面对他的怒火,她悄悄地合上双眸,不知如何回应。
“说呀!”他望著她逃避的模样,怒火更炽。
“你知道,前来莫登王国并非我的本意……”她小心的措词,“只是因为母亲在他们的手上,我才不得不来。”
“我很清楚你为何所来!我从未因为这点而责备你,不是吗?”
“那你应该很清楚,我假冒琳公主只是为了方便秦国搜寻真正的琳公主。如今琳公主已然寻获,亦是我离去之时。”
“此地并无任何让你留恋之处吗?”他大手紧紧的握住她,用著超强的自制力控制自己不要扭断她的脖子。
留恋?她有资格吗?
“说呀!”他怒火又上升了。
“没有!”她很下心道,心里痛楚难当。
“当真没有?”他双手已经紧握到不能再紧的地步。
“我……我真的想回去。”莫登王国并非她能长久居留之所。况且她不想留在这个伤心地,或许留下一个美好的回忆,比得到个破碎的心来得好。
“回去?!”他大步逼向她,将她困在他与床褥之间。“难道你忘了你腹中怀有莫登王国的骨血?”
“一个不到两个月的孩子,你在乎吗?”她含著泪水望著他,生怕他仅在乎小孩的存在,那她情何以堪呀!
他咬牙切齿的吼著:“你以为我不在乎吗?”
“如果你只是在乎小孩,那么我可以等生下小孩再离开。

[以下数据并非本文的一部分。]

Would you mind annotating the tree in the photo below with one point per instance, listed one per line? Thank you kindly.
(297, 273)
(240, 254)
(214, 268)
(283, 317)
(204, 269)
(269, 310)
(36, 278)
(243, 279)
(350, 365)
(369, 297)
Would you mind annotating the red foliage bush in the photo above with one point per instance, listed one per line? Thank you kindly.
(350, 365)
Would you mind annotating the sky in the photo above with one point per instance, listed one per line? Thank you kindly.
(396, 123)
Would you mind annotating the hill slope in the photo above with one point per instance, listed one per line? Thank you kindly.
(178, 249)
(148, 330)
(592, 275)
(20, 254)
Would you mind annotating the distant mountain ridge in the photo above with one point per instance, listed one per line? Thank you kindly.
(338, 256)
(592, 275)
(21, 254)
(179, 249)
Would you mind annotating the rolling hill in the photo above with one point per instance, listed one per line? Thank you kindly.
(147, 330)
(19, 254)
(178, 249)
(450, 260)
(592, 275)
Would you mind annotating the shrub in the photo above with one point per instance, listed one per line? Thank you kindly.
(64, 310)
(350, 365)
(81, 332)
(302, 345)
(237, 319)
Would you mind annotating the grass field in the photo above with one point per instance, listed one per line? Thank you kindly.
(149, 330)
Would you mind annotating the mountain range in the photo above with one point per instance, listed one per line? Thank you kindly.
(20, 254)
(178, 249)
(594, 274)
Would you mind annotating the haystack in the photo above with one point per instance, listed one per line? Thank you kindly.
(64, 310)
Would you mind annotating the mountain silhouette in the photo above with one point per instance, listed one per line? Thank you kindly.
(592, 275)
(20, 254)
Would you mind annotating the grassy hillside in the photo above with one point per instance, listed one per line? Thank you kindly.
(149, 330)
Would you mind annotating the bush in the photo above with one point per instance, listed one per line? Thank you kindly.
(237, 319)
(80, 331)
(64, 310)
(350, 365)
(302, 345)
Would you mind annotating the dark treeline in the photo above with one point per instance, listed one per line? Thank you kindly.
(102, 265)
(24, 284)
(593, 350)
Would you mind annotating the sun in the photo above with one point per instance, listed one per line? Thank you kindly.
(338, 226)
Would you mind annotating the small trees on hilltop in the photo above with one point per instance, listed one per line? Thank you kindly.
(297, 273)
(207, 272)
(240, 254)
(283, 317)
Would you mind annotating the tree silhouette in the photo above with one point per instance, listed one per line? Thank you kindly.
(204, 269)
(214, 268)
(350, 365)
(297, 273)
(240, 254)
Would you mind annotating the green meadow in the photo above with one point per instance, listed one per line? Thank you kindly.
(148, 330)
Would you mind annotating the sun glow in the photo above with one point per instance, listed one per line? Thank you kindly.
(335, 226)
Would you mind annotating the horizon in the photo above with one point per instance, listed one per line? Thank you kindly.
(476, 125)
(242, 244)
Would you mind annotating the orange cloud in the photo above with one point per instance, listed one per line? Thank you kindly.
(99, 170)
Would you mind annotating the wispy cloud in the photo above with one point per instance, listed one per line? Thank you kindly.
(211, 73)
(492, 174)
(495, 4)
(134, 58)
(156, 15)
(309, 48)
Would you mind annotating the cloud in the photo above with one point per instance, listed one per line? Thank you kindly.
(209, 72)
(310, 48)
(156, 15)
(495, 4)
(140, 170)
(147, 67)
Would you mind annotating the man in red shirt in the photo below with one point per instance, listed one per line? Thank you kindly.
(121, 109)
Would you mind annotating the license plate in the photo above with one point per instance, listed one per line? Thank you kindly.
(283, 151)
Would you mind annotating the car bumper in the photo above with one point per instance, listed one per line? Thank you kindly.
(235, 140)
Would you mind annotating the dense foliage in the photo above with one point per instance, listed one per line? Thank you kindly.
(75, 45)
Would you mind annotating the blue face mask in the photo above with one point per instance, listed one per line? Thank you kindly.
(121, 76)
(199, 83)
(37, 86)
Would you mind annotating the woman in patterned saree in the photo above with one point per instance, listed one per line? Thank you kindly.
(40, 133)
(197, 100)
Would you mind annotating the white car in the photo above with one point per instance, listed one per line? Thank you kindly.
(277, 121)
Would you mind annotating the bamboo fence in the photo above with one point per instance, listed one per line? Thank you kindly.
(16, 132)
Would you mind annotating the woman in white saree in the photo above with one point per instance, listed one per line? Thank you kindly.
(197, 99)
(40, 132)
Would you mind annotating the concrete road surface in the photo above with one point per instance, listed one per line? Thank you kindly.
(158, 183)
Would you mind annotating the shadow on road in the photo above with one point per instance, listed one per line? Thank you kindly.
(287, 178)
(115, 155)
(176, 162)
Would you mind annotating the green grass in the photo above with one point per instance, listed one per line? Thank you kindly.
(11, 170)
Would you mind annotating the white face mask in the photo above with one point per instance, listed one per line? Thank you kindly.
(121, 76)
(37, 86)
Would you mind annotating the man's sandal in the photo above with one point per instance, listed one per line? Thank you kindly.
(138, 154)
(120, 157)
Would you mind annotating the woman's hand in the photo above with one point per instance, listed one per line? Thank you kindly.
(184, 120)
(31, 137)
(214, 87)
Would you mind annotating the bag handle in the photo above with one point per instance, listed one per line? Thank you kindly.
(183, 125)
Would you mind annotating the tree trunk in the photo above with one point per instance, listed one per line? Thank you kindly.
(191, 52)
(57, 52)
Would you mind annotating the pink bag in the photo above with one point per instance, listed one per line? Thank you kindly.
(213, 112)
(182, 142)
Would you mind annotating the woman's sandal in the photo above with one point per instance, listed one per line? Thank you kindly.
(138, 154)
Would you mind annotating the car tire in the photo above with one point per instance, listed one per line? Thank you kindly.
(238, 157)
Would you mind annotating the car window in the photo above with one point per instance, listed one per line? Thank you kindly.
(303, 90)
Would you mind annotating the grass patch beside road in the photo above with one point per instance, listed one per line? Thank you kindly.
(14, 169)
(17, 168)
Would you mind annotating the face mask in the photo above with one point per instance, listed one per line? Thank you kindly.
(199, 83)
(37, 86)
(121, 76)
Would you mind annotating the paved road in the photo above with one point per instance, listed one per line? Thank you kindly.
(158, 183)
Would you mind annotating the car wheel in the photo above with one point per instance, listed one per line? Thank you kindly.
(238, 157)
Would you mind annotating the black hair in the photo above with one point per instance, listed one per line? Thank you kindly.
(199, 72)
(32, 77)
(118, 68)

”没有爱的婚姻终将毁掉两个人,那么她不如离去。
“你……”他面色铁青的瞪著她,心被她无情的决定刺得血淋淋。“难道我这个太子不能让你停留吗?”
文湘仪讶异的望著他,难道……
他那深黝的双眸透著悲哀和伤痛。“你难道其如此狠心,将我所有的爱意抛谙脑后?难道你可以将我们过往的甜蜜回忆全部忘却吗?”
她不敢置信的望著他,他是认真的吗?他竟会对她这个冒牌货动情?
“你是认真的吗?”她忍不住问。
“难道经过了两个月,你还不懂我的心吗?”他真挚的望著她。
“可是……你爱的不是琳公主吗?”
“我从未对琳公主动过心;我只是深深的爱著那个假冒的琳公主。”
她霎时睁大了眼,激动的道:“你真的爱我,爱我这个冒牌公主,爱我这个什么都没有的女子吗?”
“对!”
“只是单纯的因为我,而不是因为我腹中的胎儿?”
直至现在,他才明白原来在她的脑中有那么多问题。他紧紧的将她搂在怀中,温柔的瞅著她绯红的脸蛋,“若非是你,我根本不许任何女子怀有我的小孩。只因为是你,我才愿意破例,懂吗?”
她霎时有种误上贼船的感觉。“你的意思是,你打从一开始就知道我并非真正的琳公主,还故意让我怀有小孩?”原来他打从一开始就存心不良,难怪会利用莫登王国的古礼逼她早日洞房,然后更是利用机会的使她早日怀有小孩。真是可恶呀!
“你终于变聪明了!”他轻敲著她的头。
“你怎么可以这个样子利用别人!”若非她心系于他,那此时此刻,她又该当如何呢?
“不高兴呀?”他戏嘻的望著她,脸上布满笑意。
她又羞又喜的不敢面对他,只好转开话题道:“那我母亲呢?”
“已经去迎接了,预计明、后天可以抵达。”
笑意立即展现在她的唇角,她没有料到原本该失去一切的她,却如绝地逢生般,夺回了一切。他的爱意充盈她的心中,母亲又即将前来相见,她已经再无任何负担和担忧。
“你好像有什么话还没有对我说。”他话中饱含著委屈和埋怨,目光更是不满。
“有吗?我的身分你已经得知,误会也已经解释清楚,我哪有什么话未曾对你说?”文湘仪笑问。其实她心中已隐约知道他想探知什么,却不想轻易让他如愿。谁教他瞒了她两个月之久,更是占尽她的便宜,真坏!
捕捉到她脸上闪动的笑意,他故做凶狠的道:“还不给我老实招来?别装蒜!”
“人家哪有装蒜,人家真的不知道你在说些什么呀!”她笑得狡猾。
赢单第一次见她如此轻松,不由得痴傻的望著她,却又不愿被她蒙混过关。“赶快说!”
“说什么啦?”她已经准备好要偷溜了。
“想跑?”他轻易的逮著她。向她告白后,她一反平日的软弱,似乎欺压定了他对她的情感、真是可恶又可恨。“你今天不好好的跟我说清楚,我纯对不轻易的放过你!你今天若不说,今天就出不了门;哪一天说,哪一天才可以出门。”
她娇嗔道:“你威胁我!”
“对!我就是威胁你。”他温热的呼吸拂动她的发梢,过于亲密的肢体接触使得她开始有些不安。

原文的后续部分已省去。